Design

My design may seem dangerous because if a programmer inadvertently attempts to add a polynomial and a point on an elliptic curve, say, the code will compile without warnings since they have the same data type, but the results are undefined and the library will mostly cause a crash.

However I settled on having a catch-all “glorified void *element_t because I wanted to

  • extend a field an arbitrary number of times (though in practice, currently I only need to extend a field twice at most),
  • switch fields easily, so for example a program that benchmarks addition in polynomial rings can be trivially modified to benchmark addition in a group, and
  • interchange different implementations of the same algebraic structure, for example, when I was comparing Montgomery representation versus a naive implementation of modular arithmetic.

In mathematics, groups, rings and fields should be distinguished, but for implmentation, it is simplest lump them together under the same heading. In any event, distinct data types may lead to a false sense of security. Fields of prime order with different moduli would still fall under the same data type, with unpleasant results if their elements are mistakenly mixed.

I have vague plans to add flags to field_t describing the capabilities of a particular field_t.

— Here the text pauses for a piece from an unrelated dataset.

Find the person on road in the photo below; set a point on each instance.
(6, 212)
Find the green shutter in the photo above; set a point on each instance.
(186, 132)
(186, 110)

These flags would be set during initialization, and would indicate for example whether one can invert every nonzero element, whether there are one or two operations (that is, group versus ring), whether the field is an integer mod ring, polynomial ring, or polynomial mod ring, and so on. Once in place, more runtime checks can be performed to avoid illegal inversion and similar problems.

Another option is to introduce data types for each of the four pairing-related algebraic structures, namely G1, G2, GT and Zr, as these are the only ones needed for implementing pairing-based cryptosystems.

An alternative was to simply use void * instead of element_t and require the programmer to pass the field as a parameter, e.g. element_add(a, b, c, F_13), but I decided the added annoyance of having to type this extra variable every time negated any benefits, such as obviating the need for the field pointer in struct element_s, even if one ignores the more serious problem that runtime type checking is considerably harder, if not impossible.

I suppose one could write a preprocessor to convert one type of notation to the other, but I would like the code to be standard C. (On the other hand, as Hovav Shacham suggested, it may be nice to eventually have a converter that takes human-friendly infix operator expressions like a = (b + c) * d and outputs the assembly-like element_ equivalents.)

The GNU libc manual states that data types ending in _t should not be used because they are reserved for future additions to C or POSIX. On the other hand, I want to stay consistent with GMP, and ending data types with _t is common practice.